I do not think most of them are necessarily bad things, after all they are based on some form of rationality. My problem with "participation in the market" is not the empirical meaning of the term but its political usage as a code word for policies of surplus distribution that favor elites over everyone else. By the same logic, "socialist economy" was not necessarily a bad thing, but in Eastern Europe it was a code word for policies that, guess what, favored policies giving political power to elites at the expense of everyone else.
In other words, debating intellectual constructs ("markets," "capitalism" "democracy" "socialism" etc.) may be an interesting academic exercise, but its political implications are close to nil.
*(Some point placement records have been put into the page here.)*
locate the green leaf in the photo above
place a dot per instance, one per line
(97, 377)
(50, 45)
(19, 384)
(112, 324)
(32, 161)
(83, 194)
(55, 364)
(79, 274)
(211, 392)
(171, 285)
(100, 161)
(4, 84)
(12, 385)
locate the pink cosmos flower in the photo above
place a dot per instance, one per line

What matters is exposing and fighting the power of elites.
Wojtek
On Tue, Jan 18, 2011 at 2:33 PM, <123hop at comcast.net> wrote:
> Countries participate in the world market in different ways. Perhaps I'm
> being thick and misreading "participate in world market" as a euphemism for
> the neoliberal globalization project.
>
> It just seems like the participation of some countries....say Eastern
> Europe...means sudden immiseration and a drop in life expectancy. I dunno.
>
> Joanna
>
> ----- Original Message -----
> From: "Doug Henwood" <dhenwood at panix.com>
> To: lbo-talk at lbo-talk.org
> Sent: Tuesday, January 18, 2011 11:20:27 AM
> Subject: Re: [lbo-talk] NYT's hearts Iran's new austerity measures
>
>
> On Jan 18, 2011, at 2:08 PM, 123hop at comcast.net wrote:
>
> > OK. But so far as the hoi polloi are concerned, being included in the
> world market seems to go hand in hand with deprivation. What am I missing
> here?
>
> How do you figure that? Japan, Western Europe, Canada, China, S Korea are
> all part of the world market. Are they deprived?